Per tutti coloro che hanno adorato Mommy e ammirato Juste la fin du monde è forse giunto il tempo di riandare ai tre lungometraggi, girati tutti attorno ai vent'anni, da colui che è ormai considerato il piccolo genio precoce del cinema contemporaneo.

Ecco allora un film fondamentale per l'inimitabile inventore d'atmosfere del Quebec, che qui impara per la prima volta a farsi imporre una sceneggiatura. A lasciarsi (relativamente...) rinchiudere in un quadro narrativo e espressivo; così come, per la prima volta, in un film apparentemente di genere.

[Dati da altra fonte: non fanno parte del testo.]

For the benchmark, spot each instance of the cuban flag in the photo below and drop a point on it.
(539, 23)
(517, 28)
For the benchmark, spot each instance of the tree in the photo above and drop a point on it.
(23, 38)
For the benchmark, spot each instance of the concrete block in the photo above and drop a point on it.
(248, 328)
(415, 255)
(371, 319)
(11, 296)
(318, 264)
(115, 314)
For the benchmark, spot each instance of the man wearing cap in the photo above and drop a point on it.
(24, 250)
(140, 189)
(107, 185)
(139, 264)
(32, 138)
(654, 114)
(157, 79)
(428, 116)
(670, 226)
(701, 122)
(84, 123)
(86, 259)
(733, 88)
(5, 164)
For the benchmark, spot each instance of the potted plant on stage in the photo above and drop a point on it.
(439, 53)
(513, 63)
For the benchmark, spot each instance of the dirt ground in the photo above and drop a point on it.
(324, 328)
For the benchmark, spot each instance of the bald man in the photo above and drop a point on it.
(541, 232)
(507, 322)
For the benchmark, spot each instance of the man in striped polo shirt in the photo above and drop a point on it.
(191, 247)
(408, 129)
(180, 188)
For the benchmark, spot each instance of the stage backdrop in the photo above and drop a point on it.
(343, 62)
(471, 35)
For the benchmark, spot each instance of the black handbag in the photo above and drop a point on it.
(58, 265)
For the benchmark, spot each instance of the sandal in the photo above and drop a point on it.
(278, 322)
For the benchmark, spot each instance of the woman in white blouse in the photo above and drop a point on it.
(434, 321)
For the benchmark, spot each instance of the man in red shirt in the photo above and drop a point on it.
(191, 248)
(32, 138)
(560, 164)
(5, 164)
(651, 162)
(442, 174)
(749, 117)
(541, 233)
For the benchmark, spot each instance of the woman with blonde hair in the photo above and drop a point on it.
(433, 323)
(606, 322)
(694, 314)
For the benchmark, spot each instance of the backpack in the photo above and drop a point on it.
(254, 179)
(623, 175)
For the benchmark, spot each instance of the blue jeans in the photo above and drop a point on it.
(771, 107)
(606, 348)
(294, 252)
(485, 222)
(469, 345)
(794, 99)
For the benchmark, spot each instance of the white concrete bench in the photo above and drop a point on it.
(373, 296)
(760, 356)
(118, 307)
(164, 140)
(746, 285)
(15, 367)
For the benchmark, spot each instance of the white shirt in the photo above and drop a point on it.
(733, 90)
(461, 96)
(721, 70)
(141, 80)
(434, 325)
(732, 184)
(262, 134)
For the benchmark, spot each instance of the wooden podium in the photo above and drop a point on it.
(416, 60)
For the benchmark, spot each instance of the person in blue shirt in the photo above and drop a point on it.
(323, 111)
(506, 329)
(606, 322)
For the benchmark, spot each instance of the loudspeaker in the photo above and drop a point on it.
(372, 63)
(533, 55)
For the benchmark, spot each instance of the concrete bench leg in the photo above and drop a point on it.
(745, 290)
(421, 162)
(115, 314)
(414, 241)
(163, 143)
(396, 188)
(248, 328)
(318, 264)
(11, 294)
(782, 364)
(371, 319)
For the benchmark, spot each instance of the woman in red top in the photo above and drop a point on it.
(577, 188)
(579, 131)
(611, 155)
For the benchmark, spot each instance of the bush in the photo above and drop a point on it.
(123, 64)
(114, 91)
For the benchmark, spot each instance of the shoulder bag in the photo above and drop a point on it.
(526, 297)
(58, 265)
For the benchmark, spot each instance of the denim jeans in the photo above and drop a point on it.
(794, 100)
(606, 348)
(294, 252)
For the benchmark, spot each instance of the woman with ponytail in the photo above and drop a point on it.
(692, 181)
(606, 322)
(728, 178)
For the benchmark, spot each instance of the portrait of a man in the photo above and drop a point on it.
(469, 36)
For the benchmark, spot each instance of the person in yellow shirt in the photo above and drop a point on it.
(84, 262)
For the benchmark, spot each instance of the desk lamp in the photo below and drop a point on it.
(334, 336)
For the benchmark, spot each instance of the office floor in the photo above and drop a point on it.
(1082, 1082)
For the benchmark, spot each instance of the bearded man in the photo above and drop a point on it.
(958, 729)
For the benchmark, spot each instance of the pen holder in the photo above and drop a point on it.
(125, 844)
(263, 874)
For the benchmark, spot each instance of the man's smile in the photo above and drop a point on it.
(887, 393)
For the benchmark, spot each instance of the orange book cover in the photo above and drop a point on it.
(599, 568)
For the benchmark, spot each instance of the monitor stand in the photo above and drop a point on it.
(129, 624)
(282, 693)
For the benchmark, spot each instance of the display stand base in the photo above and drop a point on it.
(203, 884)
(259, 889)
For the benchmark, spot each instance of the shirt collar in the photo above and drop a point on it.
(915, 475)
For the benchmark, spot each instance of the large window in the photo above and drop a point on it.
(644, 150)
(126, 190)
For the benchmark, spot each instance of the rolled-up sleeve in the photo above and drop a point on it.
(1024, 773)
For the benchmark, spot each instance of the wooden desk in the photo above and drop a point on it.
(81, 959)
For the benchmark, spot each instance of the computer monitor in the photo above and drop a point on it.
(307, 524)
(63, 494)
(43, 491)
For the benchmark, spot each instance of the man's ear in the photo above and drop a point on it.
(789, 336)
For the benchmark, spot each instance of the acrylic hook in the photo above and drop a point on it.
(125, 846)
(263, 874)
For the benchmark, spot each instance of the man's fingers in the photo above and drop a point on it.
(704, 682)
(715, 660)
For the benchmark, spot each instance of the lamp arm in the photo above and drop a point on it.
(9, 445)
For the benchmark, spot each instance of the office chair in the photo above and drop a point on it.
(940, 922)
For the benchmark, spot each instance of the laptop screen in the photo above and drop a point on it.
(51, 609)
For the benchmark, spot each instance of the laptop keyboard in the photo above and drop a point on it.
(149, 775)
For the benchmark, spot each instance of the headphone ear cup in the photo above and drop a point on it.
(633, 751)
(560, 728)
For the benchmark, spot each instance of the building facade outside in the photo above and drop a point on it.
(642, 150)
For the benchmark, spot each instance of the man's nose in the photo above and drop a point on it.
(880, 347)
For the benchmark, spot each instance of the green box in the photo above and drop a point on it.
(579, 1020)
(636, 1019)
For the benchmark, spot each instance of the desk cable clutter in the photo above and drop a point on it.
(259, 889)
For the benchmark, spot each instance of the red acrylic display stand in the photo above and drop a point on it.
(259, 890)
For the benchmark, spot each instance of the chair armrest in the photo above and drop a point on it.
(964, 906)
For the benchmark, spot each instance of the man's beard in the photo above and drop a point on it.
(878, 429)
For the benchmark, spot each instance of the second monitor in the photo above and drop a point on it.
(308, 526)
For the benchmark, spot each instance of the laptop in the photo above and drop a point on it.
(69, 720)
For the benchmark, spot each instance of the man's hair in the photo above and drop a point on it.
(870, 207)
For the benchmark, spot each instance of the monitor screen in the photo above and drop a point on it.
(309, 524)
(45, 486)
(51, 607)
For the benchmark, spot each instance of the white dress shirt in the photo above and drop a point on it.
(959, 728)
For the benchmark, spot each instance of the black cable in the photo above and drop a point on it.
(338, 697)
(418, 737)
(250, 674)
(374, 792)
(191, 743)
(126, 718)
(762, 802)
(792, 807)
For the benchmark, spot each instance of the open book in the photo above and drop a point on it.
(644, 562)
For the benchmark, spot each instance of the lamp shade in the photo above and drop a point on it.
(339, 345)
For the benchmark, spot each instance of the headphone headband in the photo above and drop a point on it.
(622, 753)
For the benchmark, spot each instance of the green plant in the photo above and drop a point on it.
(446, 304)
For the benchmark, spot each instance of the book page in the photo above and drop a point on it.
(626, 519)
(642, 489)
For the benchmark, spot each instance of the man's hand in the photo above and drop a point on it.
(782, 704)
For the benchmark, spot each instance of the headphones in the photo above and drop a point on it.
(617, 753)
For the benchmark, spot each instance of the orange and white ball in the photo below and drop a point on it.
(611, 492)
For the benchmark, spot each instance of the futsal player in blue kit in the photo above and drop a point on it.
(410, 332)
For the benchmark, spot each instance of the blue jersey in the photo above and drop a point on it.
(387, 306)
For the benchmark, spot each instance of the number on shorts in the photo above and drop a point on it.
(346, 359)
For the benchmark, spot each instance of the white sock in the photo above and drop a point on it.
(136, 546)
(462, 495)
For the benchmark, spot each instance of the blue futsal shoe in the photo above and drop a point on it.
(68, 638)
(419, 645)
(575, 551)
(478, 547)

Xavier Dolan emigra allora nelle campagne del Quebec, adatta una pièce teatrale che interpreta lui stesso. Un cittadino di Montreal viene ad assistere nella fattoria del titolo ai funerali di un giovane che è stato il suo amante. La madre del defunto ne è a conoscenza; ma non il fratello, che farà di tutto per occultare la cosa. Omofobo violento, obbligherà Tom a mentire sulla propria natura e sulla relazione avuta con lo scomparso.

Un itinerario forse prevedibile: che dal dolore della circostanza sconfina ben presto nel sospetto, nella tensione, nella minaccia. Ma al suo quarto lungometraggio, a poco più di vent'anni, Dolan stravolge con la sua (in questo caso anche equilibrata) particolare visione un melodramma dolente che scivola nel thriller, vuoi all'horror. Stravolge la vena pop incredibilmente libera dei suoi primi J’ai tué ma mère (2009) e Les Amours imaginaires (2010). Conferma quella che era già stata la svolta verso una maturità di Laurence Anyways (2012) e acquista un senso del tragico che certo non faceva parte delle sue disinvolte divagazioni iniziali.

Qui, nell'impostura eterosessuale alla quale è costretto il protagonista gay, fonde ammirevolmente l'Hitchcock del mitico Vertigo al lirismo sfrenato alla Wong Kar Wai. Senza essere mai schematico, né evidente: Dolan rifà tutto alla sua maniera, passa da un registro all'altro in una sorta d'incoscienza che garantisce la straordinaria energia del film. E, come sempre nell'opera del regista,  la sua commozione.